Politics after death: I’m right, you’re wrong, by gawd!

As the Biden presidential inauguration approaches, I’ve been thinking about a gravely ill man who wanted to live long enough to see Trump impeached. It took some Google searching to track down Michael Garland Elliott, who passed away April 6, 2017, at age 75 in Oregon.

Mr. Elliott and the others mentioned in this article were entwined in the pernicious polarization of politics that many of us have fallen into. When you scrape away the bruised peelings, scoop out all the bitter rhetoric and get down to the very garbage at its core today, our country’s politics—at this moment in time—can unfortunately be boiled down to a simple definition: I’m right and, by gawd, you’re wrong. Some folks want to hold true to this sentiment even after they’re ashes or six feet under.

Regardless of whether you’re political inclined or could care less about politicians, Mr. Elliott’s story is intriguing. It’s a bit sad, a bit happy and a bit funny. So are the stories of the other dead whom I mention here.

According to his obituary, Mr. Elliott was once a member of a semi-pro basketball team that played exhibition games where the players dressed as women. During those games, he was called Skaggy Maggie. In everyday life, he was a sharp dresser and a Porsche enthusiast who owned a dozen of the fancy cars over the years.

But nothing touched his heart like golf, a sport he became passionate about. He had a bit of a temper. One time he was so angered by a poor shot that he threw his club into a tree. Eventually, every club in his bag ended up in the tree.

His health declined during the last decade of his life, something he gracefully accepted, and his passion turned to TV news. When he was no longer able to golf, he instead threw things at the TV.

It’s needless to elaborate on his views of Trump. After all, how many dying people have the goal of staying alive until a president is kicked out of office?

By the time of his death, Mr. Elliott’s family was gone. He had friends, however. Among them was his best friend, his ex-wife. She was with him at the end. Hers were the last words he heard, and those words were “Donald Trump has been impeached.”

“Upon hearing that,” his obit stated, “he took his final, gentle breath, his earthly work concluded.” His death occurred prior to Trump’s first impeachment, so the end-of-life message was not the truth, but this compassionate fib can easily be forgiven by the living.

Mr. Elliott, by the way, was the first to be reported but not the only person to pass away only after hearing impeachment news (although fake news) about Trump.

Corliss D. Gilchrist, 91, of Altoonja, Iowa, died May 3, 2017, after he was told the process to impeach Trump had begun. This fake news was told to Mr. Gilchrist so “he could rest in peace,” according to his obituary. He was, noted the obit, a “stoic, hardworking, and simple man who had a joyful outlook on life.”

Lest we think the prospect of Trump’s political demise is a life-extending panacea, there is the case of a Georgia man, Bill Bryant Jr., 87, who died in September 2016, two months before the presidential election.
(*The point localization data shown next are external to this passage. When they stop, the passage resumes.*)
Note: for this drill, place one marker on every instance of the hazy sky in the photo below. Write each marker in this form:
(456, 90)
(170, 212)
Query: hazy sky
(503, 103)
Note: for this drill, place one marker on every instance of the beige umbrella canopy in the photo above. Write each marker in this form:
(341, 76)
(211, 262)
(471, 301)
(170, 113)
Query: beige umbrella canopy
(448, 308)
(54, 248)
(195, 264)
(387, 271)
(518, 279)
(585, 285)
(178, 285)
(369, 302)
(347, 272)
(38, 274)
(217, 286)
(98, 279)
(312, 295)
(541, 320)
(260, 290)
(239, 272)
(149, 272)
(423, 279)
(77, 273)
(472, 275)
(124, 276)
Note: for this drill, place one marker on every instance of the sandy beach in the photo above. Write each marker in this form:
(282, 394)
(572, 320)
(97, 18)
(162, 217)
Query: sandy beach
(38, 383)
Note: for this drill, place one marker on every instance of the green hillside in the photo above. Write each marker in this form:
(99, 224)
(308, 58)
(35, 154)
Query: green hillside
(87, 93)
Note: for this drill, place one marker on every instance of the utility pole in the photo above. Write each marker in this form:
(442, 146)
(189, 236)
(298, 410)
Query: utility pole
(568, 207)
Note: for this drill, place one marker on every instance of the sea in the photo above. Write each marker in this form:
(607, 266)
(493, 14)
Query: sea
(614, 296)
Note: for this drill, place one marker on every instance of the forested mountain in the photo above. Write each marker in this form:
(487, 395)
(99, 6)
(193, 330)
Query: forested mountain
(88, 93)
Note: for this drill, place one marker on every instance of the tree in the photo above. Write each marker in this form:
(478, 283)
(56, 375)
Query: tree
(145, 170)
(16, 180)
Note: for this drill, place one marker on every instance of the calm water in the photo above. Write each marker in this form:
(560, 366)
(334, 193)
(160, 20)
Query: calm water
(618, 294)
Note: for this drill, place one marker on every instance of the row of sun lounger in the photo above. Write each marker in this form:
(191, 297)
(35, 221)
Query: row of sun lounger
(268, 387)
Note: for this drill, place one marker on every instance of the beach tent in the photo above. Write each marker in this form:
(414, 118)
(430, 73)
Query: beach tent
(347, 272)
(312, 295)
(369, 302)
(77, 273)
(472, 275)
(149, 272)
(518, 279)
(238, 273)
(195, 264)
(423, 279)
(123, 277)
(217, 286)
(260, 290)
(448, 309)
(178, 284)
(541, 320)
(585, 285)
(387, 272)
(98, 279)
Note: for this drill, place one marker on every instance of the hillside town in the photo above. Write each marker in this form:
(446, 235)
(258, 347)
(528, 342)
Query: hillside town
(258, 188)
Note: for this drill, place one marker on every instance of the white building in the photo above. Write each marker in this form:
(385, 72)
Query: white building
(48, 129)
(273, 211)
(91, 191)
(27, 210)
Mr. Bryant was an Army veteran, father of six, a graphic designer, organic farmer, VW bus driver, and all-around character who lived “honorably, with humor and to the fullest.” According to his obituary, Mr. Bryant didn’t want to witness the outcome of the 2016 election and he had also “determined nothing on television was worth watching anymore.”

These three cases are representative of what one can discover on Google about people who want to ensure their political views are heard from the afterlife.

Some obituaries have urged family and friends to vote against one candidate or another, as in the case of a 70-year-old chiropractor in Pittsburgh, Penn., who in his obituary asked loved ones and the public to not vote for Trump. In direct death-throe opposition, there was the 63-year-old New Jersey lady, who wanted—in lieu of flowers—for people to not vote for Trump’s opponent.

From what I can tell from their obituaries, these were all good Americans. They were interested in politics. They wanted others to vote as they did—nothing wrong with that. For the sake of moral obligation, the final views of these souls should be respected—at least to the point of our knowing we are not obligated to agree with their final thoughts or follow their final requests. And with this I stand firm…and I am right and, if you think otherwise, you are wrong, by gawd.